I did “Judy” another translation – “ … if I tire of the fight, my love on that fateful night, Judy, before that night is through, I’ll kill you.”
Tom then led a jam with the song, “This Little Light of Mine” by Avis Christiansen and Harry Loes. Terrel was playing along on the piano, Ernest and Janice on guitar, Jim on harmonica, Carole on flute and someone playing the bongos.
When that was finished, someone new came forward to play some songs. His name was Gary, and he was a small, older man with advanced osteoporosis. Cad said that he recognized him from the subway, where he plays guitar. He borrowed a guitar and then told us that he hoped he hadn’t interrupted verses thirty-seven and thirty-eight of that last song.
He said that since someone had asked him to play something, he’d play “Something” by George Harrison. When that was done he quipped, “Now that I’ve got your attention I’ll do an original.” But first of all he turned to our enthusiastic straw-hatted friend and asked him not to play the tambourine, at least for the first couple of verses.
The song was called “In My Mind” and he played it well. It’s about being far away from the one you care about and wanting to be back with them.
Gary finished with a song by one of his favourite songwriters of all time: Jackson Browne. The song was “Fountain of Sorrow” – “ … I was taken by a photograph of you … While the future’s there for anyone to change … it seems it would be easier sometimes to change the past …”
Tom finished the night with a song for everyone to sing and play along. I watched his fingers and followed along on my guitar.
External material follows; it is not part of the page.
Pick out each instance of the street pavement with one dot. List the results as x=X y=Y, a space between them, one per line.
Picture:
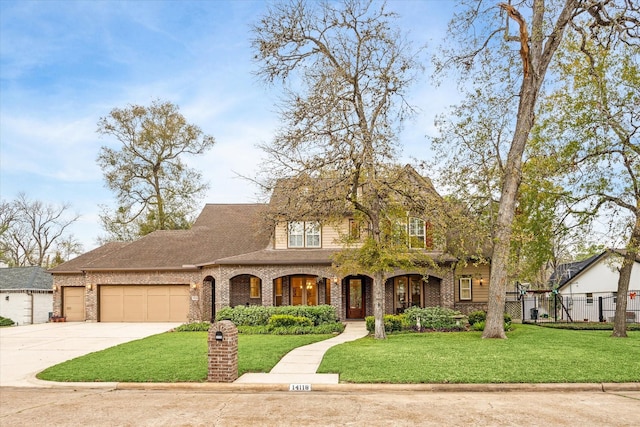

The song sounded like a traditional gospel song and was called “Peace Like A River”, with repetitions of having peace like a river, love like an ocean and other nice things that are like other natural things “in my soul”. 
As Cad and I were leaving we saw Gary exiting with a walker. I held the door while someone else helped him down the stairs.
Cad and I walked down Yonge to College, talking about how much the street at its southern end has or hasn’t changed. We remembered when there was a body rub studio or two or three on every block.
            As I rode home through the chilly night, I passed many heroic women dressed to kill in short skirts and dresses, braving the cold to fulfill their role in the mating dance at the mating dance clubs along Queen West.